Título: Grau de investimento: afinal, de quem é o filho?
Autor: Beck, Martha
Fonte: O Globo, 07/05/2008, Economia, p. 23

Anúncio gera onda de ciúmes entre integrantes da Fazenda e do BC, que disputam quem fez mais para obter título

BRASÍLIA. O tão esperado grau de investimento, concedido ao Brasil pela agência de classificação de risco Standard & Poor"s, está provocando uma verdadeira crise de ciúmes nos bastidores da equipe econômica. Enquanto o Banco Central (BC) faz questão de ressaltar o peso da política monetária na decisão da agência, o Ministério da Fazenda diz que a melhora da nota brasileira só veio depois que o governo fez avanços na política fiscal, com redução dos gastos públicos em relação ao Produto Interno Bruto (PIB) e obtenção de superávit primário elevado. Sobram farpas.

A ansiedade para assumir a paternidade do grau de investimento pôde ser vista no dia em que a decisão foi anunciada. Logo após a elevação da nota, o presidente do BC, Henrique Meirelles, que não estava em Brasília, fez questão de convocar uma videoconferência. Ministro da Fazenda, Guido Mantega, que estava evitando a imprensa, chamou uma coletiva para fazer as honras em nome do governo.

Na mesma noite, Meirelles, cujo discurso atribui a reclassificação-surpresa à estabilidade de longo prazo do país (que teria por trás a política de juros que manteve domada a inflação) foi novamente à TV comemorar - "sem ao menos citar o presidente Lula", alfineta uma fonte da Fazenda - e voltou no dia seguinte de manhã aos telejornais para falar sobre o mesmo assunto e depois falou para a TV a cabo.
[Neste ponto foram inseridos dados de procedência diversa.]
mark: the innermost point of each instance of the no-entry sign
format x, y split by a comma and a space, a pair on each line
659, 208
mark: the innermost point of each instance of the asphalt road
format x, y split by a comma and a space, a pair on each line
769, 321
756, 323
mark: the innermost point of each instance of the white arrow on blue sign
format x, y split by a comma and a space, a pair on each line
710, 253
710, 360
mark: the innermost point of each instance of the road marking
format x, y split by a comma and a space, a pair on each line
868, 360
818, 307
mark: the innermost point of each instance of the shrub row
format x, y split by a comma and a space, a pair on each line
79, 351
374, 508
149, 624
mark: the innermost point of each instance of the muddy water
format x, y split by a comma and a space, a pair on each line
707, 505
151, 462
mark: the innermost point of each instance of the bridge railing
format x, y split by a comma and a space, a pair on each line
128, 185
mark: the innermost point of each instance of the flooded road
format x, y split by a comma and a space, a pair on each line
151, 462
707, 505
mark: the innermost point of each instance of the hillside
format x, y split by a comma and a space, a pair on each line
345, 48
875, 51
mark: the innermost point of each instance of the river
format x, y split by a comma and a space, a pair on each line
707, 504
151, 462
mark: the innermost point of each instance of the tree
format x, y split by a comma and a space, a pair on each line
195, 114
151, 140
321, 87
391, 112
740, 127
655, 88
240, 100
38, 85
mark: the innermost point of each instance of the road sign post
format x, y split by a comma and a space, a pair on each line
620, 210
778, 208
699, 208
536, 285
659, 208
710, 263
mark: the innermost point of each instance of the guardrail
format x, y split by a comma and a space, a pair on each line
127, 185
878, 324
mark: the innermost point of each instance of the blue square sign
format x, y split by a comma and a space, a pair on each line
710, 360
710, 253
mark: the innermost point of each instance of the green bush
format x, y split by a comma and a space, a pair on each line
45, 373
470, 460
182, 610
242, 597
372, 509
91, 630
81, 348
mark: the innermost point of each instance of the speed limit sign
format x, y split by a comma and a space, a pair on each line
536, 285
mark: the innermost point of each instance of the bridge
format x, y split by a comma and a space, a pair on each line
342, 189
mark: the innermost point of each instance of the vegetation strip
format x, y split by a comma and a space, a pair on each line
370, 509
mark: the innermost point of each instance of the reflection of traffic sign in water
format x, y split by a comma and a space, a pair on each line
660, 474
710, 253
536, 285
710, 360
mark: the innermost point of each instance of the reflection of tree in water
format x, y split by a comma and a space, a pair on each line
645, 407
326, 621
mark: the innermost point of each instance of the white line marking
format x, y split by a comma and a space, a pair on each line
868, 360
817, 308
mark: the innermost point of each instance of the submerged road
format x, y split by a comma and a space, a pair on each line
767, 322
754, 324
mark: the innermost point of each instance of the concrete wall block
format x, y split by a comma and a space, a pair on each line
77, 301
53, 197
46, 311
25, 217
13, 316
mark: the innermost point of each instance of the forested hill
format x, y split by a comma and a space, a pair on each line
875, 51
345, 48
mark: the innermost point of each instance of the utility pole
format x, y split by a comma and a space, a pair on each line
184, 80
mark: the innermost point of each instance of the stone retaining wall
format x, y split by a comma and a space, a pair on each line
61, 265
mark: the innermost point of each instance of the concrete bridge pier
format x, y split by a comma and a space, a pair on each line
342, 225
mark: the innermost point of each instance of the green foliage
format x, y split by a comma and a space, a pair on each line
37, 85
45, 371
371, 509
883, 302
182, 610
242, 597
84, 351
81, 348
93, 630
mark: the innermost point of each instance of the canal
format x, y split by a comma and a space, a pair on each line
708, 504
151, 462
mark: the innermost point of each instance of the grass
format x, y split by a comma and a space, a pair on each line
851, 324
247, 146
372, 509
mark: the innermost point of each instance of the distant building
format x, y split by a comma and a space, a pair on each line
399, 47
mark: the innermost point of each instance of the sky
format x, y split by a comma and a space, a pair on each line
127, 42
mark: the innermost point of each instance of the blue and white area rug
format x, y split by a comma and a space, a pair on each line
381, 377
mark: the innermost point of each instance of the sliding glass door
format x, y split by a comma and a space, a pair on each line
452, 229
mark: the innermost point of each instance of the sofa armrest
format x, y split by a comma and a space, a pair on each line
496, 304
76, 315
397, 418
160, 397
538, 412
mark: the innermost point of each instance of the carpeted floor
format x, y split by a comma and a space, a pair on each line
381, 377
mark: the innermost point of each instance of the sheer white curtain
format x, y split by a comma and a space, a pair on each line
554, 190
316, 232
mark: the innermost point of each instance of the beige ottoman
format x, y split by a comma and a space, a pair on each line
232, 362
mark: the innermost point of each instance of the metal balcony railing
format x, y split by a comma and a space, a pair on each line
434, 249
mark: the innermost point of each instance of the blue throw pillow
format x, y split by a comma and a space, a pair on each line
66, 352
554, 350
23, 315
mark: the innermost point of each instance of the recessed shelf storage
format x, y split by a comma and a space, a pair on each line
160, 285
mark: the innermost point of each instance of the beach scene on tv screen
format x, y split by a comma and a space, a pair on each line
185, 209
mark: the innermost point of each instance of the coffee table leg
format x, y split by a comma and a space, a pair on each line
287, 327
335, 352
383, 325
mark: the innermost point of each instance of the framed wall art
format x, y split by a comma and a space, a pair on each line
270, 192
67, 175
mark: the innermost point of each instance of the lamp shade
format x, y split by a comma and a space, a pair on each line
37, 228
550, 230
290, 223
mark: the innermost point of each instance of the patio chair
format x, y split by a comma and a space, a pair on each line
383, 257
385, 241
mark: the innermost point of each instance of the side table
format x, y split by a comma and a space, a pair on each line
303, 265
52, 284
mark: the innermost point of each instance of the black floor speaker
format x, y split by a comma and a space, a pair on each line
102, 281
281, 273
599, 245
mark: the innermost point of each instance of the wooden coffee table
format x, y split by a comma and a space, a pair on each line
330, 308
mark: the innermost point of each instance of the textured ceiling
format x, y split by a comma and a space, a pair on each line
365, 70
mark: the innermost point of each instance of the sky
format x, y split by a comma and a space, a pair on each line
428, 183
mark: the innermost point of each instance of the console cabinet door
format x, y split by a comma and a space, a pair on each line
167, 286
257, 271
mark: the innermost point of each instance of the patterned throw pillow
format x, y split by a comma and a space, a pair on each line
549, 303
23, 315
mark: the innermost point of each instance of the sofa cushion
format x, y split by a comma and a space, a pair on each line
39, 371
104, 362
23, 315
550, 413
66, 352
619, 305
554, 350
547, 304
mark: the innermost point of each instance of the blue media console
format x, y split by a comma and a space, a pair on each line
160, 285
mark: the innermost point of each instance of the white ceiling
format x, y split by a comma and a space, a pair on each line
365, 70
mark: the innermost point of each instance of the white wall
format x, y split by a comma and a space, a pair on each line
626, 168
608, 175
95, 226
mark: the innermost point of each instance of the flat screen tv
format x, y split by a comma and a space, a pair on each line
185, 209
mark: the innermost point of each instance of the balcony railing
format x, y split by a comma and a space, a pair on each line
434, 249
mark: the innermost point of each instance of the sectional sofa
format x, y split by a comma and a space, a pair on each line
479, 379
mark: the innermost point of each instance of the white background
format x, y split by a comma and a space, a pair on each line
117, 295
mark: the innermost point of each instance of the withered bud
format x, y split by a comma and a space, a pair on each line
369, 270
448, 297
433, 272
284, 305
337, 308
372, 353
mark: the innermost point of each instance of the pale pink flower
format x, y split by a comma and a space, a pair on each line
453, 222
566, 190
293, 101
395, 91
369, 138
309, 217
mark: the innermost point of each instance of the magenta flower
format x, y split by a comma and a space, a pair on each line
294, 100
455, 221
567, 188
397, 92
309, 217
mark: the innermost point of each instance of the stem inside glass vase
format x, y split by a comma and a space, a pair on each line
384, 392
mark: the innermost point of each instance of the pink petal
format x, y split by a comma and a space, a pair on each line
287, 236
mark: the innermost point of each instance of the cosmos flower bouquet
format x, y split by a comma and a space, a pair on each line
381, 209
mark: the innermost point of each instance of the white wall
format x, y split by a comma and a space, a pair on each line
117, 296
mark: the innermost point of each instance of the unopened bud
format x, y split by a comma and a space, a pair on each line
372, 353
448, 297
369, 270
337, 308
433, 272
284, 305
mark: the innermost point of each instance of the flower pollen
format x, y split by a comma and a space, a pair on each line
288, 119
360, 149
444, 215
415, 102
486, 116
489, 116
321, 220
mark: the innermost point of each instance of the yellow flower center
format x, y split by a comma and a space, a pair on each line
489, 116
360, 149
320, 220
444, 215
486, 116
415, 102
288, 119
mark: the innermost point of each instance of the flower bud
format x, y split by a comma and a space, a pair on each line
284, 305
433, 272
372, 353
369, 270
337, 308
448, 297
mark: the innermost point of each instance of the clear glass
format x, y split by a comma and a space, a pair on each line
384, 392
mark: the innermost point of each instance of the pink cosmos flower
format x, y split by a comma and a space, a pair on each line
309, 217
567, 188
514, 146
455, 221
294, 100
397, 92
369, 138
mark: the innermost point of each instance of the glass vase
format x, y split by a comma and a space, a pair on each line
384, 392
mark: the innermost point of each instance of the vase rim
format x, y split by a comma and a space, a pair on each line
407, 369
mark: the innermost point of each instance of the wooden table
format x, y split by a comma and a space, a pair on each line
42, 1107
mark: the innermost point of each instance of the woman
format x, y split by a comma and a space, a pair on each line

- Meirelles estava todo cheio de si na TV - disse uma fonte. - Ele quer a todo custo assumir a paternidade do grau de investimento.

Ontem, o secretário de Política Econômica, Bernard Appy, aproveitou um seminário internacional para fazer a primeira defesa pública da Fazenda: negou a deterioração fiscal e a contribuição só do BC às boas novas. Para ele, não se pode dizer que a obtenção do grau de investimento foi resultado apenas da política monetária e que a área fiscal deixa a desejar. Appy defendeu que a decisão da S&P foi baseada no sucesso de ambas.

- Vejo muito mais na imprensa do que no governo essa diferenciação entre política monetária e política fiscal. As duas foram importantes para o grau de investimento - disse Appy.

Segundo fontes da Fazenda, o trabalho do BC, que comanda os juros e tem mais visibilidade no manejo das reservas internacionais de quase US$200 bilhões, foi importante para o grau de investimento. Mas a nota só veio depois de divulgados os dados fiscais do primeiro trimestre, em que as despesas correntes caíram 3,7% em relação ao PIB, enquanto os investimentos subiram 21%.

Além disso, houve superávit nominal trimestral pela primeira vez na história, de R$3 bilhões - ou seja, sobrou troco mesmo após pagos os juros da dívida pública no período.

- A política monetária é a mesma há muito tempo. O rating só saiu depois que saíram as estatísticas fiscais - gaba-se um interlocutor de Mantega.

No BC, a avaliação é de que a política fiscal é expansionista e perigosa, pois impede queda mais forte da relação entre dívida e PIB e, pior, ajuda a atear fogo na fogueira da inflação - que, aliás, a Fazenda diz não existir.

Ontem, Mantega afirmou que a nova nota do Brasil vai aumentar o investimento direto, as aplicações em Bolsa e em novas ações de empresas que estão abrindo capital, o que barateia o custo dos financiamentos. Segundo ele, os empresários terão acesso a dinheiro mais barato para produzir com menos custos. Ele descartou a hipótese de uma enxurrada de capital especulativo:

- Nós já instituímos um IOF para a entrada de capital de curto prazo no país. Além disso, o grau de investimento já tinha chegado ao Brasil antes do anúncio - disse.